Improved Stability, Antitumor Effect, and Controlled Release of Recombinant Soluble TRAIL by Combining Genetic Engineering with Coaxial Electrospinning

Abstract

Soluble tumor necrosis factor related apoptosis-inducing ligand (sTRAIL) is a promising candidate for antitumor protein drugs. However, the low stability and poor pharmacokinetic profile significantly limit its clinical application. In this work, a novel strategy was used to improve sTRAIL performance by combining genetic engineering with coaxial electrospinning.
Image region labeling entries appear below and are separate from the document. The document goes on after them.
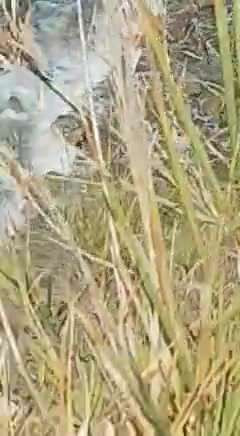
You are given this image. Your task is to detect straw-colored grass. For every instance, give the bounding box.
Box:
[0,0,240,436]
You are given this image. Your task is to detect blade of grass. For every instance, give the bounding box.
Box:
[137,0,222,208]
[214,0,238,154]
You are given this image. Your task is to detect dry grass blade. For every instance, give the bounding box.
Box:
[138,0,222,206]
[214,0,238,155]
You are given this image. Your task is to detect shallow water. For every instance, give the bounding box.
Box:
[0,0,109,240]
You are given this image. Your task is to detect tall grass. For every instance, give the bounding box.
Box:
[0,0,240,436]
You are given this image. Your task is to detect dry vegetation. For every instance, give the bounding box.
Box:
[0,0,240,436]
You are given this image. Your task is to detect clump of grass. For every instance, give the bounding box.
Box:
[0,0,240,436]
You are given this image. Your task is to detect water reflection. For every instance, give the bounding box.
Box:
[0,0,109,240]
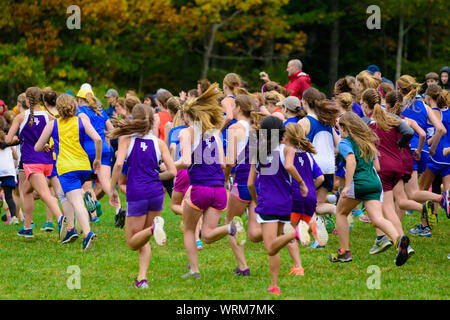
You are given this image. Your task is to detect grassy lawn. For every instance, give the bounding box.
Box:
[0,192,450,300]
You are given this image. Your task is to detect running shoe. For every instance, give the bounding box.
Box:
[152,216,166,246]
[269,287,281,296]
[233,267,250,277]
[229,216,247,246]
[408,245,416,258]
[409,224,431,238]
[422,200,437,230]
[83,231,97,251]
[41,221,54,232]
[83,191,96,213]
[328,249,352,262]
[369,236,394,254]
[316,216,328,247]
[58,215,69,240]
[358,214,370,223]
[440,190,450,219]
[289,266,305,276]
[115,208,126,228]
[310,241,325,249]
[17,227,33,238]
[395,236,409,267]
[134,279,148,289]
[95,200,103,218]
[295,220,311,247]
[10,217,20,225]
[322,214,336,233]
[61,228,79,244]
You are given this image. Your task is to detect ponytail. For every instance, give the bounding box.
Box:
[285,123,316,154]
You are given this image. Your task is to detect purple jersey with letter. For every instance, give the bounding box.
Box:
[234,120,250,186]
[126,134,164,201]
[292,149,323,207]
[19,110,53,164]
[255,144,292,216]
[188,128,225,187]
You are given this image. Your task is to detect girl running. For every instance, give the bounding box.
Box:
[362,89,414,254]
[34,93,102,251]
[329,112,409,266]
[77,93,125,220]
[175,84,245,278]
[248,116,313,295]
[5,87,67,241]
[109,104,176,288]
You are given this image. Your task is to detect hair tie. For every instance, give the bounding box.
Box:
[378,86,386,98]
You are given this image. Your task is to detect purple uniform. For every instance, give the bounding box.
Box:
[255,144,292,223]
[185,128,227,212]
[292,149,323,217]
[19,110,53,164]
[126,134,164,216]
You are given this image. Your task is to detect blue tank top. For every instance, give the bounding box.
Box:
[430,108,450,165]
[401,99,430,153]
[19,110,53,164]
[126,133,164,201]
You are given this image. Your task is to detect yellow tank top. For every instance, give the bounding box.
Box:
[52,117,91,175]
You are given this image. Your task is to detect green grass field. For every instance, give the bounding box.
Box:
[0,197,450,300]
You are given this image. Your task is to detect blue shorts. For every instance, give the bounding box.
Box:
[0,176,17,188]
[88,151,111,167]
[317,173,334,192]
[127,192,164,217]
[427,160,450,177]
[58,170,91,193]
[411,150,430,174]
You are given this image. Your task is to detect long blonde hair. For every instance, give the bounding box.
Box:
[362,89,400,132]
[339,111,379,162]
[183,83,224,133]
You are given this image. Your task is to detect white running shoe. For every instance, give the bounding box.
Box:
[153,216,166,246]
[316,216,328,247]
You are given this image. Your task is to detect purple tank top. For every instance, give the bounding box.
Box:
[234,120,250,186]
[188,128,225,186]
[292,150,323,202]
[19,110,53,164]
[255,145,292,216]
[126,134,164,201]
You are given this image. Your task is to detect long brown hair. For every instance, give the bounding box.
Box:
[25,87,42,127]
[386,90,403,116]
[183,83,224,133]
[108,103,153,139]
[284,123,316,154]
[339,111,378,162]
[362,89,400,132]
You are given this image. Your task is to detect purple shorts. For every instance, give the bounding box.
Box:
[173,169,191,194]
[184,186,227,211]
[127,193,164,217]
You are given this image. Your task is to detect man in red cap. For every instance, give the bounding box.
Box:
[260,59,311,99]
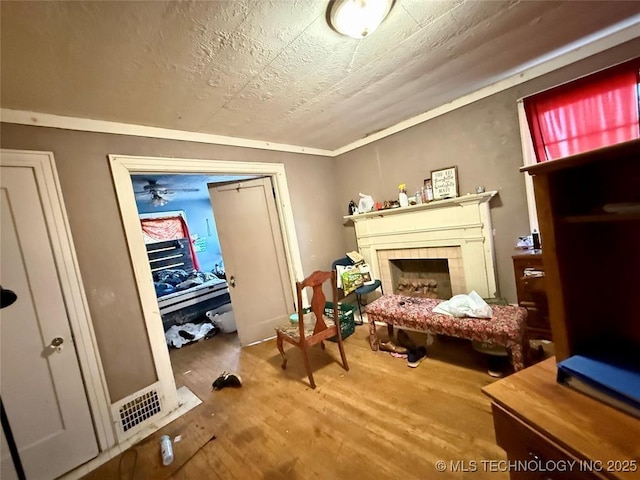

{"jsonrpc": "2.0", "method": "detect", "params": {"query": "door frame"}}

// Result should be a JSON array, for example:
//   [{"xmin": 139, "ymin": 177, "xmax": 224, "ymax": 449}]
[
  {"xmin": 109, "ymin": 154, "xmax": 303, "ymax": 412},
  {"xmin": 0, "ymin": 148, "xmax": 116, "ymax": 451}
]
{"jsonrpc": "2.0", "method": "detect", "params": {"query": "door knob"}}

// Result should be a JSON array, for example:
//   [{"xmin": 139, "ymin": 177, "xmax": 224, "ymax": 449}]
[{"xmin": 49, "ymin": 337, "xmax": 64, "ymax": 352}]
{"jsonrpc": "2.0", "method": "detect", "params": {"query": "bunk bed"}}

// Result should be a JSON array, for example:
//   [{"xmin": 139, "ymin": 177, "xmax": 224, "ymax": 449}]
[{"xmin": 146, "ymin": 238, "xmax": 231, "ymax": 331}]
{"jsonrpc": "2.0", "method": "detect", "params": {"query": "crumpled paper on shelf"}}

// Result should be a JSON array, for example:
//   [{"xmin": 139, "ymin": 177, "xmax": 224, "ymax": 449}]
[{"xmin": 433, "ymin": 290, "xmax": 493, "ymax": 318}]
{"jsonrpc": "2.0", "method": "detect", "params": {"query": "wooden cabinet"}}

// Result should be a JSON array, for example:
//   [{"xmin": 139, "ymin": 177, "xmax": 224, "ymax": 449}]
[
  {"xmin": 483, "ymin": 140, "xmax": 640, "ymax": 480},
  {"xmin": 482, "ymin": 358, "xmax": 640, "ymax": 480},
  {"xmin": 512, "ymin": 250, "xmax": 551, "ymax": 340},
  {"xmin": 521, "ymin": 140, "xmax": 640, "ymax": 360}
]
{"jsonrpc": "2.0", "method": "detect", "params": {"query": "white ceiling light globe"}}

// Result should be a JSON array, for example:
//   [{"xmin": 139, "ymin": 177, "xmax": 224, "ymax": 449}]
[{"xmin": 329, "ymin": 0, "xmax": 393, "ymax": 39}]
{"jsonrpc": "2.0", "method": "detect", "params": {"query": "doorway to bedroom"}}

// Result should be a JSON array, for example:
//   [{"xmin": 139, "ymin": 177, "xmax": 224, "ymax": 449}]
[
  {"xmin": 131, "ymin": 174, "xmax": 293, "ymax": 383},
  {"xmin": 131, "ymin": 174, "xmax": 248, "ymax": 351},
  {"xmin": 109, "ymin": 155, "xmax": 302, "ymax": 413}
]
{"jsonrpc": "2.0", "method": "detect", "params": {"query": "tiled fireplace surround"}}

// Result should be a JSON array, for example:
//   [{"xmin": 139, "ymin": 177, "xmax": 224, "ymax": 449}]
[{"xmin": 346, "ymin": 192, "xmax": 497, "ymax": 298}]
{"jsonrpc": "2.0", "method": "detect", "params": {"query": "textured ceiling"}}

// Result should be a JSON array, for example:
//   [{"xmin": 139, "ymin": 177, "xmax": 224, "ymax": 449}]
[{"xmin": 0, "ymin": 0, "xmax": 640, "ymax": 150}]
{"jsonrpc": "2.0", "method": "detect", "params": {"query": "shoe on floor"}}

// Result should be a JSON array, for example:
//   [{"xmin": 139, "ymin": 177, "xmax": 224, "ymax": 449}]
[
  {"xmin": 380, "ymin": 341, "xmax": 408, "ymax": 353},
  {"xmin": 407, "ymin": 347, "xmax": 427, "ymax": 368},
  {"xmin": 211, "ymin": 372, "xmax": 242, "ymax": 390}
]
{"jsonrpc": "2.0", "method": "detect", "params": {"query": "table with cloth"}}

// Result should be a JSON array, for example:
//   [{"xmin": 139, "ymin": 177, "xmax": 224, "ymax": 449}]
[{"xmin": 366, "ymin": 295, "xmax": 528, "ymax": 371}]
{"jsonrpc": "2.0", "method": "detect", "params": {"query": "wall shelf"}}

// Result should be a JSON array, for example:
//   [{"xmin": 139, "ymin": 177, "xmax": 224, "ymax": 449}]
[{"xmin": 342, "ymin": 190, "xmax": 498, "ymax": 222}]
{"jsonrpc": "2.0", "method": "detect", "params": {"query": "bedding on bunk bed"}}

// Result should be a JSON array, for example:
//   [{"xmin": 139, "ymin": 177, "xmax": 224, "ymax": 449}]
[{"xmin": 147, "ymin": 238, "xmax": 231, "ymax": 331}]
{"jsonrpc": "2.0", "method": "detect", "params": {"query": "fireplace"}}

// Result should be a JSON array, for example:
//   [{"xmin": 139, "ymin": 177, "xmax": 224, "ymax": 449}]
[
  {"xmin": 346, "ymin": 192, "xmax": 497, "ymax": 298},
  {"xmin": 390, "ymin": 252, "xmax": 452, "ymax": 299}
]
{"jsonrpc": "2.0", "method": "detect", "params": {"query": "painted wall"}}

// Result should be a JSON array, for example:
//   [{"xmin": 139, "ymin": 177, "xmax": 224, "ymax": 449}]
[
  {"xmin": 0, "ymin": 39, "xmax": 640, "ymax": 401},
  {"xmin": 136, "ymin": 194, "xmax": 223, "ymax": 272},
  {"xmin": 335, "ymin": 39, "xmax": 640, "ymax": 302},
  {"xmin": 0, "ymin": 124, "xmax": 346, "ymax": 402}
]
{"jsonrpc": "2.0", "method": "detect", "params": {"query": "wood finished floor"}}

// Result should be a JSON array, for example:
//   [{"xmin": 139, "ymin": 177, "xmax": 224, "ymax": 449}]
[{"xmin": 165, "ymin": 324, "xmax": 508, "ymax": 480}]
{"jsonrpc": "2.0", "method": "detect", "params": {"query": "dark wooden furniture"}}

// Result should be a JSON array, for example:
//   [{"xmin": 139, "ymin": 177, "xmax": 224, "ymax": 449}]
[
  {"xmin": 483, "ymin": 140, "xmax": 640, "ymax": 480},
  {"xmin": 276, "ymin": 270, "xmax": 349, "ymax": 388},
  {"xmin": 482, "ymin": 358, "xmax": 640, "ymax": 480},
  {"xmin": 521, "ymin": 140, "xmax": 640, "ymax": 360},
  {"xmin": 512, "ymin": 250, "xmax": 551, "ymax": 340},
  {"xmin": 482, "ymin": 358, "xmax": 640, "ymax": 480}
]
We first obtained a stable homotrimer via genetic engineering using the adenovirus knobless fiber motif to modify sTRAIL. In vitro studies showed that the engineered sTRAIL was more stable and had higher antitumor activity than wild sTRAIL. This new recombinant sTRAIL was then encapsulated into poly(lactic-co-glycolic acid) (PLGA) nanofibers by coaxial electrospinning to further enhance the stability and achieve the controlled release of sTRAIL. Surprisingly, the recombinant sTRAIL maintained its biological activity during the electrospinning process and exhibited a good cumulative release. The establishment of incorporation treatment of breast cancer mouse model demonstrated that the PLGA/sTRAIL nanofiber mats can effectively inhibit the growth of breast cancer tumor cells.